Трамвай молча двигался по пролетарской Мотовилихе. Пассажиры смотрели в окна, а Вельяминов сидел у самого выхода и начинал нервничать.

— Ты что рисуешься, баклан? — тихо спросил он парня. Тут наступила пауза, которую сразу, как юпитеры, осветили десятки повернувшихся к ним глаз.

— Э, ты что, боксер, что ли? — поднялся парень и навис над первым от дверей сиденьем, где сидел Вельяминов.

— А ты что, канитель хочешь? — ответил Вельяминов, чувствую, как грубеет голос. — Сейчас я организую…

— О-о! Земеля… Я же свой, да на — ударь меня…

— Уйди с дороги, гнида! — поднялся мастер и прошел по ступеням, раздвигая публику плечами.

Он вовремя, как хороший экспресс, миновал туннель и вышел к проходной, когда охранница по имени Зинка уже доставала из кобуры Макаровский пистолет, чтобы пристрелить первого опоздавшего. Но это был не он — он миновал турникет, не отрывая взгляда от зеленого табло настенных электронных часов.

Свои часы он оставил на кровати Игоря Николаевича. Эта Марина, стерва зеленоглазая, и бровью не повела, когда он пересел вчера к ней и взялся рукой за талию. А мораль давно была готова, как у армейского командира взвода: если невеста вам изменила, то радуйтесь — что она сделала это сейчас, а не позже… И Вельяминов решил «порадовать» друга, тем более что подруга тоже решила. «Блядь мотовилихинская!» — осудил он ее и завалил после третьего стакана, не закрывая дверь, — на постели Игоря Николаевича. И сразу заметил — заваливать было что… У него и сейчас дыхание перекрылось, когда он вспомнил эту «часть мозга, вынесенную наружу» — полузакрытые глаза, зрачки которых закатились в лобное пространство, и длинный крик, полный познания… Да, это вам не дешевый «стояк» в подъезде.

Вельяминов как раз вошел в цех и увидел, что ракетные платформы аккуратной стопкой в 24 тонны лежат на том же самом месте, а станок продолжает работать. «Похоже, они твердо решили убить меня, — покачал он головой, — надо будет папе сказать… Бля, а шоколадки-то я не купил!»

Пауза неприлично затянулась. Неужели дрогнули мотовилихинские сердца?

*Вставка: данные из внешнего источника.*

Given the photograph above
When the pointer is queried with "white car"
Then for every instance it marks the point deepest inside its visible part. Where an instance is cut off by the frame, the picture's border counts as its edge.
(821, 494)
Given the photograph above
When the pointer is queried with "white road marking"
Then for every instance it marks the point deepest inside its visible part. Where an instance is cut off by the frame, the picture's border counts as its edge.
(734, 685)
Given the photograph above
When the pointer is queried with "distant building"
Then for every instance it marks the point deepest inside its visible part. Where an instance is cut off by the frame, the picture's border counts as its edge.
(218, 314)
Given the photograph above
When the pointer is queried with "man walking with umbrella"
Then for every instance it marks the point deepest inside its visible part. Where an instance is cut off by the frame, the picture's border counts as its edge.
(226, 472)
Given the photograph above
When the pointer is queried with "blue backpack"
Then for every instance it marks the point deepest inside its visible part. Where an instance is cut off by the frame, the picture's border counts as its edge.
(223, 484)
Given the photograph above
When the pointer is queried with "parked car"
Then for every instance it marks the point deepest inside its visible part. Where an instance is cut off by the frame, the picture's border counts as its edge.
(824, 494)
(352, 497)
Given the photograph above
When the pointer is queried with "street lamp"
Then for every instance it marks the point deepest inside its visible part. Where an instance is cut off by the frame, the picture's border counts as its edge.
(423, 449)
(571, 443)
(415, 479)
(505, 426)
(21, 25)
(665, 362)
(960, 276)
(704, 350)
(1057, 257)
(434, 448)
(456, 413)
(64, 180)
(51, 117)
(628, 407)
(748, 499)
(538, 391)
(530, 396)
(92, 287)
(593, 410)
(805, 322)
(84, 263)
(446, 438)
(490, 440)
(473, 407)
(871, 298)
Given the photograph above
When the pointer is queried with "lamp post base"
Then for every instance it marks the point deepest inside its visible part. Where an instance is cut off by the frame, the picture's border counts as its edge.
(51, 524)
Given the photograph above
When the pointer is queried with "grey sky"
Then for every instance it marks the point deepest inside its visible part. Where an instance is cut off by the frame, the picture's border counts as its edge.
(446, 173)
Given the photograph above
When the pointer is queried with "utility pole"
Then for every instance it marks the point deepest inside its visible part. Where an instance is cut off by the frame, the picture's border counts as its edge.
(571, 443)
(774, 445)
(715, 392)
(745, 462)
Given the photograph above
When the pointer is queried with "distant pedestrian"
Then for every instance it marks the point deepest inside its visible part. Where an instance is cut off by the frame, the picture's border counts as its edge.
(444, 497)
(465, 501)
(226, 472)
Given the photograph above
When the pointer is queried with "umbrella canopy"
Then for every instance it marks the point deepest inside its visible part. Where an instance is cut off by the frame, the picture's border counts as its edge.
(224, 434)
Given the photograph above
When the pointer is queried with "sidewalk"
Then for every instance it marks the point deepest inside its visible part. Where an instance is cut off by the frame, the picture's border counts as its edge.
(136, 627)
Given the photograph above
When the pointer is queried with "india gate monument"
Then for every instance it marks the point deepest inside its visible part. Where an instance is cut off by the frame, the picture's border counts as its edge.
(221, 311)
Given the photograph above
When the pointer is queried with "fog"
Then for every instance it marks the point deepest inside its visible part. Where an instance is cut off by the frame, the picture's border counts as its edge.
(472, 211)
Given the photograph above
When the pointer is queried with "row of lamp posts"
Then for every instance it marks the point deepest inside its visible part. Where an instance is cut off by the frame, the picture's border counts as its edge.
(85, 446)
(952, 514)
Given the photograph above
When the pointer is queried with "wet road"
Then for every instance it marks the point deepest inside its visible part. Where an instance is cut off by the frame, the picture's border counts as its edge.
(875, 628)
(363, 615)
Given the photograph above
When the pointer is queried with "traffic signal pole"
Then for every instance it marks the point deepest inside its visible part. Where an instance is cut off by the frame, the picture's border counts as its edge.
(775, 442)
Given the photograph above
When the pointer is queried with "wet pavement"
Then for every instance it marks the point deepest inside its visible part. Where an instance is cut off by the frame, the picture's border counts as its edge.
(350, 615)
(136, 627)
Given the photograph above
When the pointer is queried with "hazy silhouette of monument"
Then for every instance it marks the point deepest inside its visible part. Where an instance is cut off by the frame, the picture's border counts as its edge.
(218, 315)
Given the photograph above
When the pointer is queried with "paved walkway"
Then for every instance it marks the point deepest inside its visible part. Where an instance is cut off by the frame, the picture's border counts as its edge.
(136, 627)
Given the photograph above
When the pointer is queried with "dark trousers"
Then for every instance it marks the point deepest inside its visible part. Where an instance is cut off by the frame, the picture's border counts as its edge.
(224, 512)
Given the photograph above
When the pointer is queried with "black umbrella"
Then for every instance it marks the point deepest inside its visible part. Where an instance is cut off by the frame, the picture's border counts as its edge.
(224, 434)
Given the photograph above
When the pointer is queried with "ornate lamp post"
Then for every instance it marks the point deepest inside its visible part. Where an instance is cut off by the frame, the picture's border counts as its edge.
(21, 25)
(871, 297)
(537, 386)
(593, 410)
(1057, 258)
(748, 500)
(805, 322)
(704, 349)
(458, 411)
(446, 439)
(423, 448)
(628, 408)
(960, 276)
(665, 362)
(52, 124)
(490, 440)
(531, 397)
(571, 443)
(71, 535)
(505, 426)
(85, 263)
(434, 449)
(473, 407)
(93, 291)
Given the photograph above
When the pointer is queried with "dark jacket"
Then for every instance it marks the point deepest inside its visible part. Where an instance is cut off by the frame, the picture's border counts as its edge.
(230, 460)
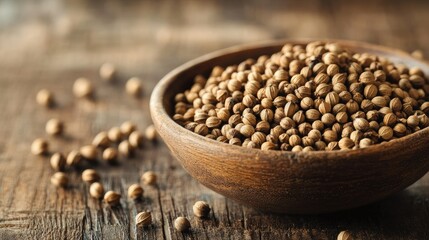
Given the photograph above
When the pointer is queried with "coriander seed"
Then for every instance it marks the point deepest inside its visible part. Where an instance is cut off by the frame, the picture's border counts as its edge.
(344, 235)
(45, 98)
(59, 179)
(135, 192)
(101, 140)
(54, 127)
(149, 178)
(73, 158)
(89, 152)
(110, 155)
(39, 147)
(82, 88)
(90, 176)
(96, 190)
(182, 224)
(150, 133)
(107, 72)
(112, 198)
(58, 162)
(143, 219)
(125, 149)
(134, 87)
(385, 132)
(361, 124)
(345, 96)
(201, 209)
(114, 134)
(127, 128)
(136, 139)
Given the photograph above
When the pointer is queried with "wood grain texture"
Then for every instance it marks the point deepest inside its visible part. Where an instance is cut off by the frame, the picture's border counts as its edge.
(287, 182)
(49, 44)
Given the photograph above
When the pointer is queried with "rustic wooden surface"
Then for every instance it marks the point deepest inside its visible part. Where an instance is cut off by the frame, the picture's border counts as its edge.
(48, 44)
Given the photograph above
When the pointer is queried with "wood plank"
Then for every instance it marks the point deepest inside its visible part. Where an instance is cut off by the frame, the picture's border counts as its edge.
(50, 45)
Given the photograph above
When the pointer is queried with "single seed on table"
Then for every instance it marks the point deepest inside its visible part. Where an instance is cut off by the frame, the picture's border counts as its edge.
(96, 190)
(112, 198)
(58, 161)
(143, 219)
(114, 134)
(125, 149)
(101, 140)
(136, 139)
(149, 178)
(89, 152)
(182, 224)
(110, 155)
(82, 88)
(90, 176)
(135, 191)
(201, 209)
(107, 72)
(127, 128)
(150, 133)
(39, 147)
(344, 235)
(45, 98)
(134, 87)
(54, 127)
(59, 179)
(73, 158)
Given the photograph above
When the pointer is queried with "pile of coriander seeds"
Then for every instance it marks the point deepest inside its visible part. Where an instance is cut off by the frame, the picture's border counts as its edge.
(314, 97)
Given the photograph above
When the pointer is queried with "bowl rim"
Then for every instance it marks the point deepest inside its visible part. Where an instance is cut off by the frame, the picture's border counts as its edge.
(157, 99)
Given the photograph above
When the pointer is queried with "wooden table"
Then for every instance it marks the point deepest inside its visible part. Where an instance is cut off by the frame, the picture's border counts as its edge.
(49, 44)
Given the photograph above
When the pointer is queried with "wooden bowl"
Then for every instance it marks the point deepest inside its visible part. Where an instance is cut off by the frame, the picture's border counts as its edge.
(288, 182)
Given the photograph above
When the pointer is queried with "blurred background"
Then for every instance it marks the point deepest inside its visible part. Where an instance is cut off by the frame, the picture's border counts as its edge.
(50, 43)
(152, 37)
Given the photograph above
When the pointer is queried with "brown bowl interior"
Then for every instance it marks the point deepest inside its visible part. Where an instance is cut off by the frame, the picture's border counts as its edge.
(287, 182)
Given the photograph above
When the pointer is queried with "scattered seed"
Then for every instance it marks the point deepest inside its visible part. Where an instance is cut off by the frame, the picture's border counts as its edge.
(58, 162)
(54, 127)
(45, 98)
(82, 88)
(96, 190)
(112, 198)
(110, 155)
(59, 179)
(135, 191)
(201, 209)
(90, 176)
(149, 178)
(143, 219)
(134, 87)
(39, 147)
(182, 224)
(107, 72)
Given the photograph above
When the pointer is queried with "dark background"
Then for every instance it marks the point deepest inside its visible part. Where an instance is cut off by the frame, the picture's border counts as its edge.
(49, 43)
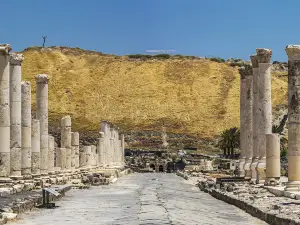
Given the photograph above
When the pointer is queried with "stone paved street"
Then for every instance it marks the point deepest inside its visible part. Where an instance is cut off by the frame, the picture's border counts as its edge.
(140, 199)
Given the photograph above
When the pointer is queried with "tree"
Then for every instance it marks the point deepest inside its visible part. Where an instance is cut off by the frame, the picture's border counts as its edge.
(44, 40)
(229, 140)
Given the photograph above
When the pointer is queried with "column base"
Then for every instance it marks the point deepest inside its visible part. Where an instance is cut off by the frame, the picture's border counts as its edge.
(261, 171)
(272, 181)
(247, 168)
(253, 170)
(292, 186)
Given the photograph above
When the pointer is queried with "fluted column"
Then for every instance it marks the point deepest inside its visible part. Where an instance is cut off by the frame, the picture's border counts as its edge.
(51, 149)
(35, 148)
(265, 108)
(75, 145)
(15, 114)
(26, 128)
(42, 116)
(4, 111)
(293, 52)
(66, 136)
(255, 111)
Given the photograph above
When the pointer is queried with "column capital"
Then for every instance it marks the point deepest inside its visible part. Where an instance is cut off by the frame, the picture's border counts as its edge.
(16, 59)
(264, 55)
(254, 61)
(42, 78)
(5, 49)
(293, 52)
(245, 70)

Ну, это вряд ли…

— Игорь, скажи, правда, что ты развелся с женой? — спросил Степан Матвеевич, показав публике зубы, которые все были там же, где и во время последней мировой войны.

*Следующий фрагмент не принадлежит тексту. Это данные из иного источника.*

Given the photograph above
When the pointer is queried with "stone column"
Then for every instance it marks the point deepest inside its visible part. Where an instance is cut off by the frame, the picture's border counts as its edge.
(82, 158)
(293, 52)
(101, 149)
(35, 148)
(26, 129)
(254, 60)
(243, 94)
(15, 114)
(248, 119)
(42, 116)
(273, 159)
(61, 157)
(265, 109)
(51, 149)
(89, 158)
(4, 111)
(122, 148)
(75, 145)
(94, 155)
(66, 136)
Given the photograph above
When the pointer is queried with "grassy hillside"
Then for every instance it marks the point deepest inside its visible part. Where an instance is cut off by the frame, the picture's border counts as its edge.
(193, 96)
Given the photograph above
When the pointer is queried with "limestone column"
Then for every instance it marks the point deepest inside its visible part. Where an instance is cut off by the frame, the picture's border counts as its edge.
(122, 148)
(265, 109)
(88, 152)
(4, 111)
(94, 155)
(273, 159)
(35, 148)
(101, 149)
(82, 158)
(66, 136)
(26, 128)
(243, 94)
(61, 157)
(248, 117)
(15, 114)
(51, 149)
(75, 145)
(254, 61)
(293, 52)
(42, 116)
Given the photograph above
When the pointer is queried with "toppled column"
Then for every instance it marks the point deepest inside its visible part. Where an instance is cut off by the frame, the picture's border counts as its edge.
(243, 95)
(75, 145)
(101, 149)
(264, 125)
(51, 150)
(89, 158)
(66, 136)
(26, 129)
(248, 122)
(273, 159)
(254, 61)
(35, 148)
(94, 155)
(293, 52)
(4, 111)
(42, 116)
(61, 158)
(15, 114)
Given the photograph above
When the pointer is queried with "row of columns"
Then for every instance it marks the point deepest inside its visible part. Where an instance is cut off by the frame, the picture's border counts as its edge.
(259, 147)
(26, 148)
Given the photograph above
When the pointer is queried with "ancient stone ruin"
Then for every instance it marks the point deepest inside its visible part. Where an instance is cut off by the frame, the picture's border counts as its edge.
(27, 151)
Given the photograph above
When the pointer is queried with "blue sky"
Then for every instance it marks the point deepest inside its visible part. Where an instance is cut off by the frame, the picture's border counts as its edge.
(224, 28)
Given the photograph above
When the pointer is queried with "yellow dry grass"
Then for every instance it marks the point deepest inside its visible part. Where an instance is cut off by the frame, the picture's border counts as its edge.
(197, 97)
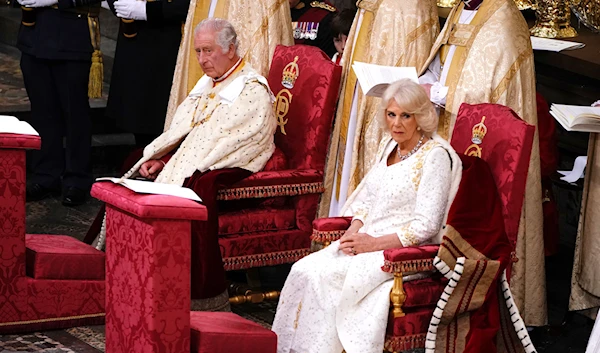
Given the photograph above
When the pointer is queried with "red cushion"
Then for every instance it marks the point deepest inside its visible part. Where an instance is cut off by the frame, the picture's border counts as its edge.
(255, 220)
(218, 332)
(276, 162)
(307, 107)
(506, 147)
(62, 257)
(424, 292)
(18, 141)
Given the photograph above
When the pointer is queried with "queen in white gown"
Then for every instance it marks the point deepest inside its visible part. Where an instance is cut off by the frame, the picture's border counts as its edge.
(338, 298)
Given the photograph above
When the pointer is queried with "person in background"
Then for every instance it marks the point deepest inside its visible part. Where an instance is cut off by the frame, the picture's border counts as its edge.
(145, 58)
(56, 57)
(340, 28)
(221, 133)
(338, 298)
(311, 23)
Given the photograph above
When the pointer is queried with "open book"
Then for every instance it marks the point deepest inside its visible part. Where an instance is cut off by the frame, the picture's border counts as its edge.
(149, 187)
(554, 44)
(374, 79)
(577, 118)
(12, 125)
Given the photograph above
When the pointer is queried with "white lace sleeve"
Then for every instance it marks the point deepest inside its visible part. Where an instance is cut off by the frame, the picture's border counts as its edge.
(359, 208)
(432, 197)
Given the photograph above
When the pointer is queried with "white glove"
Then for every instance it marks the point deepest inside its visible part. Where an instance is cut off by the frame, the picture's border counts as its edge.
(37, 3)
(134, 9)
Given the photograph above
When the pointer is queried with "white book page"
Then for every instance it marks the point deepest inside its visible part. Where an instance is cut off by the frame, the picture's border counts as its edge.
(149, 187)
(554, 44)
(12, 125)
(373, 79)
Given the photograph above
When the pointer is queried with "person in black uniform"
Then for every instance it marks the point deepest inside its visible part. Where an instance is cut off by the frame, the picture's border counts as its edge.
(311, 21)
(56, 48)
(145, 58)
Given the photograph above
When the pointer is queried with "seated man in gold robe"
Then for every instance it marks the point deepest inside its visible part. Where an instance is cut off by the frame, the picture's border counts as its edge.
(225, 126)
(483, 55)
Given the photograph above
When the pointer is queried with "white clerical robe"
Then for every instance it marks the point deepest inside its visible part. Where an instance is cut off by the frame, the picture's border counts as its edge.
(490, 60)
(333, 302)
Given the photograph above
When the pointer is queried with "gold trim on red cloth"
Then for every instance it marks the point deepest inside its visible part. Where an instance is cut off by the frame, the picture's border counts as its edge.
(324, 236)
(252, 192)
(260, 260)
(28, 322)
(420, 265)
(404, 343)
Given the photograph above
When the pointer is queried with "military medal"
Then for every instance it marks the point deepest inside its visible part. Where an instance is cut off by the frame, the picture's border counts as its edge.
(314, 31)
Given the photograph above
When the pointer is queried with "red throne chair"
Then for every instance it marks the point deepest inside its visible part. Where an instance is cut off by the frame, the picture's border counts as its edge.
(506, 148)
(46, 281)
(274, 223)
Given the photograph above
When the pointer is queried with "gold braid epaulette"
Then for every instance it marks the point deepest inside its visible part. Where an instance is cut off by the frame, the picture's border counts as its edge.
(322, 5)
(326, 236)
(408, 266)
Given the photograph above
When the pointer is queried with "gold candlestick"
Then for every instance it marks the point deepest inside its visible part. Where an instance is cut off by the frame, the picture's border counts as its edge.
(553, 19)
(588, 12)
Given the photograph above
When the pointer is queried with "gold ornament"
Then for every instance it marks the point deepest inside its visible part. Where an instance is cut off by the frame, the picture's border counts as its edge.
(553, 19)
(523, 4)
(447, 3)
(588, 12)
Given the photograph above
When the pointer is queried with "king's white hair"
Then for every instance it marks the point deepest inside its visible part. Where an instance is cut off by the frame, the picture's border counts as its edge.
(225, 33)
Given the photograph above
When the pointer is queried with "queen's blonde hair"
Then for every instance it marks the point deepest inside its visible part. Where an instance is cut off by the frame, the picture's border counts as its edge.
(413, 99)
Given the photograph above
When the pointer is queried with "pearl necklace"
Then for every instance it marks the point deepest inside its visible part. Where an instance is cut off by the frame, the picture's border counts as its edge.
(415, 149)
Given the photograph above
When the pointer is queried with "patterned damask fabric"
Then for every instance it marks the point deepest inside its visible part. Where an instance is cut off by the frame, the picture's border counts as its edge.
(13, 283)
(311, 107)
(29, 304)
(221, 332)
(506, 147)
(263, 243)
(148, 206)
(62, 257)
(148, 284)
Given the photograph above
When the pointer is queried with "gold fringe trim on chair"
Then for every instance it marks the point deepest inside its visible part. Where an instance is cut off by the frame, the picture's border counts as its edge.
(52, 319)
(261, 260)
(97, 69)
(404, 343)
(420, 265)
(253, 192)
(326, 236)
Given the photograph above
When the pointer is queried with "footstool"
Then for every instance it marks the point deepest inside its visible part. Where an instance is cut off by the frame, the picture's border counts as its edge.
(222, 332)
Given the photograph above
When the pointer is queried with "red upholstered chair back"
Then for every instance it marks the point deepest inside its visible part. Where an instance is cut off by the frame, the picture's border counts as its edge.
(306, 83)
(496, 134)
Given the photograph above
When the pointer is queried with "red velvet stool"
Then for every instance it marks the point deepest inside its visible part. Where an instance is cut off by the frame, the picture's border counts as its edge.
(218, 332)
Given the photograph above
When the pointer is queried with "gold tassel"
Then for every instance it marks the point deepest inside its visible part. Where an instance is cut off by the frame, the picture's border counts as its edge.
(97, 69)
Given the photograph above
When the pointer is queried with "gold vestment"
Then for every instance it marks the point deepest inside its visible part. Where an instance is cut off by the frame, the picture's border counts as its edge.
(260, 26)
(493, 63)
(384, 32)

Вообще, опасный тип: всегда сидел за столом у окна, сидел и не дергался, поскольку все уже просчитал — шестьдесят лет позади, но выглядел на пятьдесят, седая шевелюра стояла, как у бобра, кофейный костюм в мелкую клетку сидел на нем хорошо, шкуркой, пушниной, сверкали скрипучие и рыжие, как смерть таракана, ботинки. Последние десять лет он проработал заместителем начальника крупного металлургического цеха, по условиям коммунистического труда не уступавшего пещере — огонь, сквозняк, песок и холод. Но он выжил — и еще многих переживет он, настырный строитель будущего.